Indeed, while the Canadian health system is far from perfect, it produces better health outcomes than the United States, which is ranked last (11 of 11) in a study of health care in 11 wealthy nations done by the Commonwealth Fund in 2017.
“Despite having the most expensive health care, the United States ranks last overall among the 11 countries on measures of health system equity, access, administrative efficiency, care delivery, and health care outcomes,” the study concluded. “The U.S. has the highest costs and lowest overall performance of the nations in the study, which included Australia, Canada, France, Germany, the Netherlands, New Zealand, Norway, Sweden, Switzerland, and the United Kingdom.”
The U.S. has ranked last in every one of six similar reports, the Commonwealth Fund study found. Canada does have longer wait times than the U.S. to see certain specialists, but the waiting times for emergency care are comparable to the United States. In general, countries with a single-payer health system have better health outcomes, universal insurance and pay considerably less than Americans. Wait times are triaged by medical priority in every country.

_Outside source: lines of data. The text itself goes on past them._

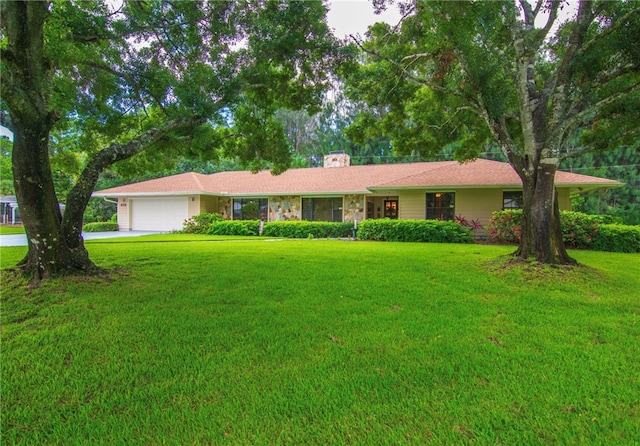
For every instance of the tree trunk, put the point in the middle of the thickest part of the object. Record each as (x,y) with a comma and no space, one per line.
(541,233)
(48,254)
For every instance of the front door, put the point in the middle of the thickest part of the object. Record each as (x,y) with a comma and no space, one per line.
(391,209)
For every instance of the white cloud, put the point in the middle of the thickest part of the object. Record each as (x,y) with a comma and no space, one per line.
(355,16)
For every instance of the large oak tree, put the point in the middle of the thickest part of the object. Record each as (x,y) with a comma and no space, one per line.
(514,71)
(199,77)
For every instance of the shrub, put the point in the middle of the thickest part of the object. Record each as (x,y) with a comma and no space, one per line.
(200,224)
(100,226)
(414,231)
(307,229)
(579,230)
(616,238)
(234,227)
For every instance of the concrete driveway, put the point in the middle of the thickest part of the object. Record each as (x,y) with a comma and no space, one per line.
(21,239)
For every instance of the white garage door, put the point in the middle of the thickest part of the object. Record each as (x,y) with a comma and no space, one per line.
(158,214)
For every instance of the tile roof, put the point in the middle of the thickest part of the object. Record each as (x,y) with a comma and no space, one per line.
(350,179)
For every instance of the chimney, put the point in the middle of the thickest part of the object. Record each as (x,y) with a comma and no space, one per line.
(337,159)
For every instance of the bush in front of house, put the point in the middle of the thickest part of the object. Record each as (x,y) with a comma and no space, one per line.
(307,229)
(234,227)
(100,226)
(616,238)
(201,223)
(504,226)
(435,231)
(579,230)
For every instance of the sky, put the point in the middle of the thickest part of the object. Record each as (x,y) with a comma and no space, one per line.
(345,17)
(355,16)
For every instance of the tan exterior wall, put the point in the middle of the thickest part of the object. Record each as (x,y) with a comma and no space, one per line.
(412,205)
(193,205)
(353,208)
(564,199)
(478,204)
(224,207)
(123,214)
(285,208)
(208,204)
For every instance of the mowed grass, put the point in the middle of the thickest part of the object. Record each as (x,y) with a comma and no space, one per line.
(323,342)
(10,229)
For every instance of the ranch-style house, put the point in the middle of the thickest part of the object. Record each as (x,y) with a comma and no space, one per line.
(337,192)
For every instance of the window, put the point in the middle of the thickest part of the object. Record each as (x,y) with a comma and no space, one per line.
(441,206)
(512,200)
(250,208)
(322,209)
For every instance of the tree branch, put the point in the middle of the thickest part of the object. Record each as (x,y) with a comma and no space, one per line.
(79,196)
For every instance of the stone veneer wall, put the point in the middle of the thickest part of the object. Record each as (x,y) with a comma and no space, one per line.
(353,208)
(285,208)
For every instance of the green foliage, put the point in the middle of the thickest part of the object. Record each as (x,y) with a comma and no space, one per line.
(234,227)
(579,230)
(616,238)
(100,226)
(6,171)
(414,231)
(307,229)
(504,226)
(622,164)
(201,223)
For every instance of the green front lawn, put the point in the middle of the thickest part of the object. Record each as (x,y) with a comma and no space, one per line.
(322,342)
(11,229)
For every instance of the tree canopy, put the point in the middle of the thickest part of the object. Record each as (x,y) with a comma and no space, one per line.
(513,72)
(202,78)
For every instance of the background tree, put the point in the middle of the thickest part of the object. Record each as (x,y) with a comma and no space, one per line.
(513,72)
(183,77)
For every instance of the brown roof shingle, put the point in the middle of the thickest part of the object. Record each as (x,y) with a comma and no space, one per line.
(350,179)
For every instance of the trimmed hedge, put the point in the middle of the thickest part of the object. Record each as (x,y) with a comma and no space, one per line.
(414,231)
(234,227)
(581,231)
(617,238)
(307,229)
(201,223)
(100,226)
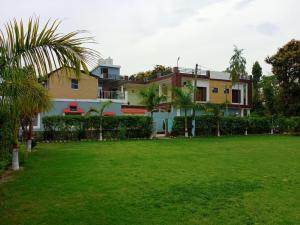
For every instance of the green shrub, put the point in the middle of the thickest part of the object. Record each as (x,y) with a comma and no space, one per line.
(259,125)
(206,125)
(178,126)
(79,127)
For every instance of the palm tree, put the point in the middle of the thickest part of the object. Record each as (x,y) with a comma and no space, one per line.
(35,100)
(12,88)
(42,48)
(183,99)
(151,99)
(237,67)
(100,112)
(217,110)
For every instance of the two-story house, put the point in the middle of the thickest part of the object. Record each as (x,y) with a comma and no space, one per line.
(74,95)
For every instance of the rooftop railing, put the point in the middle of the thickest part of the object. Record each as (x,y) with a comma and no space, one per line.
(114,95)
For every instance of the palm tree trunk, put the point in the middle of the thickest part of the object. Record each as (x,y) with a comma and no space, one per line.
(186,133)
(100,131)
(29,136)
(15,151)
(218,128)
(153,131)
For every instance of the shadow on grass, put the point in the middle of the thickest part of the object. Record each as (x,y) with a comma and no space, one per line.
(213,200)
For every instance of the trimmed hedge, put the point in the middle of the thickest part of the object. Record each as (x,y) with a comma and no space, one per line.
(79,127)
(206,125)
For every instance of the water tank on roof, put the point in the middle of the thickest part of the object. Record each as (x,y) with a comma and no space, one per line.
(109,61)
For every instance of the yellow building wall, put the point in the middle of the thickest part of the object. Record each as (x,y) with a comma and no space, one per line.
(133,91)
(220,97)
(59,85)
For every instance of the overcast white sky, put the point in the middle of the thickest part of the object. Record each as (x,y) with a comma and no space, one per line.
(139,34)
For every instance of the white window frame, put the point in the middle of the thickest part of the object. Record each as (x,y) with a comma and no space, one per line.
(72,84)
(38,126)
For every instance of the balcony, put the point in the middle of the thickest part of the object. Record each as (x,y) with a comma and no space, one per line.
(110,76)
(114,96)
(192,71)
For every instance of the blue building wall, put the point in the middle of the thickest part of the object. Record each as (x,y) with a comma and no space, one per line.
(59,106)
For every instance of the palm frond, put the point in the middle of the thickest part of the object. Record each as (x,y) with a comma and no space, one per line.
(44,48)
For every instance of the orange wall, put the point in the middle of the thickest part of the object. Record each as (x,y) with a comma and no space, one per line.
(59,85)
(220,97)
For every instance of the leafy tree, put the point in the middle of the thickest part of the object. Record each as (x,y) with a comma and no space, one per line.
(152,74)
(35,100)
(286,68)
(217,110)
(100,112)
(183,99)
(42,48)
(256,98)
(257,74)
(150,99)
(237,66)
(270,95)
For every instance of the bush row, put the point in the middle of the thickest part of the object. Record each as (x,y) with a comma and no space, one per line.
(78,127)
(207,125)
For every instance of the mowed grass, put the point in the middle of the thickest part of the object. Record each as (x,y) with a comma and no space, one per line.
(227,180)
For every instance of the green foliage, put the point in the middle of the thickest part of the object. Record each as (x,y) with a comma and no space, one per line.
(256,73)
(237,67)
(158,70)
(286,68)
(216,181)
(5,136)
(270,91)
(44,47)
(257,106)
(78,127)
(179,126)
(150,98)
(206,125)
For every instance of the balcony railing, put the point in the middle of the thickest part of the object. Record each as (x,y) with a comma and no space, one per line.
(114,95)
(110,76)
(191,71)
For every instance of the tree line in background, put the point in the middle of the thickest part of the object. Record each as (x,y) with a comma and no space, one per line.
(278,94)
(158,70)
(28,53)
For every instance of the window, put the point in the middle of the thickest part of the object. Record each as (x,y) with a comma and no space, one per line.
(74,84)
(164,90)
(36,121)
(226,91)
(201,94)
(236,96)
(215,90)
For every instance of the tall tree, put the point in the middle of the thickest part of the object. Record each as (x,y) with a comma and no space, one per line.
(256,98)
(270,93)
(42,48)
(237,67)
(286,68)
(151,99)
(35,100)
(217,110)
(183,99)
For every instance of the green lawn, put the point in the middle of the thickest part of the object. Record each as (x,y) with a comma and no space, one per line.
(228,180)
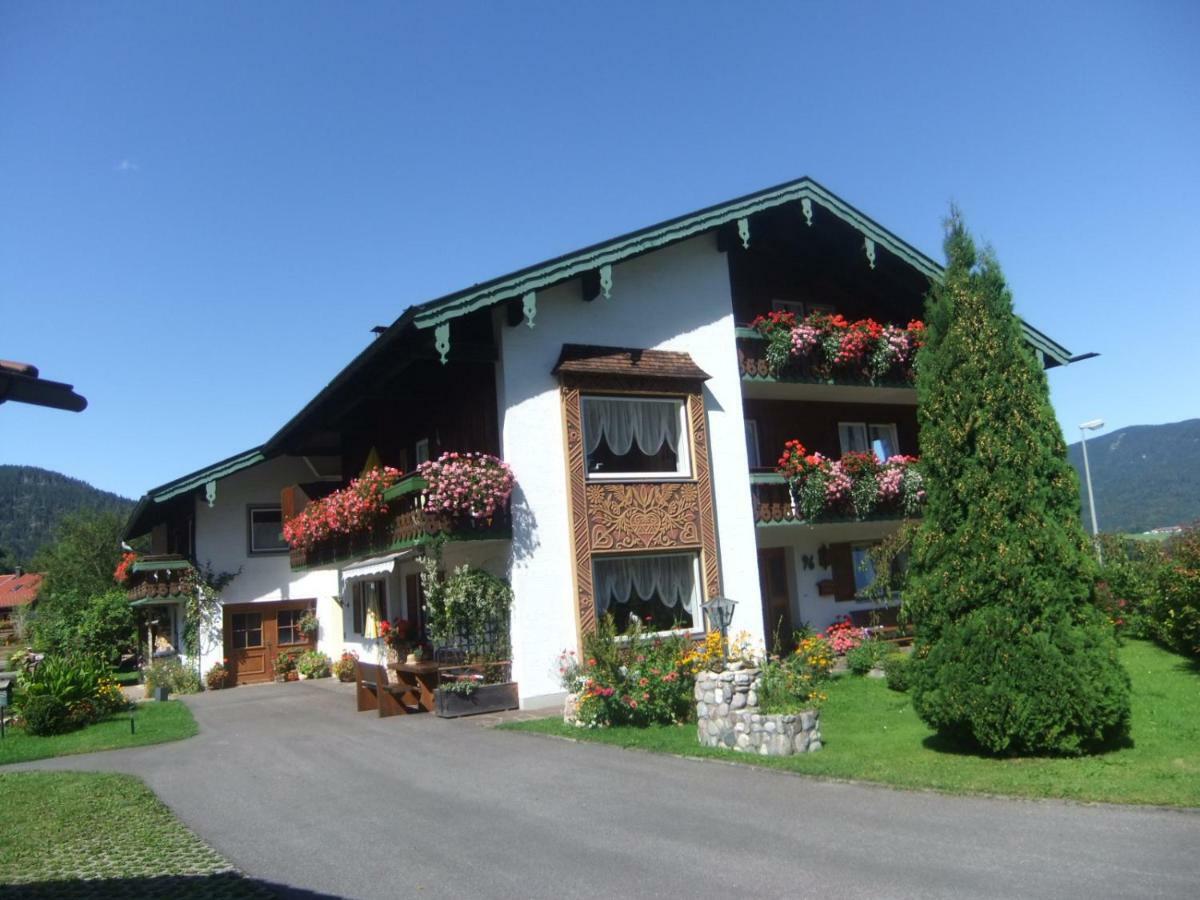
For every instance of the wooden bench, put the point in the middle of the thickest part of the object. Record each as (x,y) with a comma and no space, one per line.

Sowing Fear Among Elderly Population
The argument that Medicare for All is inherently bad for current Medicare recipients is a scare tactic used by the for-profit health industry and politicians in both parties who oppose the policy. Making the elderly wrongly fearful of the policy is, as a recent Third Way poll commissioned by presidential candidate and former Vice President Joe Biden showed, a potentially effective — although cynical and completely misleading — way to convince Democratic voters to shun an otherwise popular proposal.
Dr. Sarah Giles, an emergency room physician and lecturer at the University of Ottawa, told Truthout that Canada’s single-payer system is “inherently good for the elderly.”
“It means that elderly people don’t have to choose between going to the doctor and paying their rent,” she said. “It means that Canadians, unlike scores of Americans, do not go bankrupt from medical expenses. It means that a patient could roll up to the hospital in a car, be seen in the [Emergency Room], admitted, have two stents placed, and leave the hospital without a bill,” Giles said.
What would happen if Sanders lived in Canada and had a heart attack in a very remote part of his home province?
“We’d send a plane to retrieve him and bring him to the nearest center of cardiac excellence,” Giles said. “Bill to the user for that? Also zero.”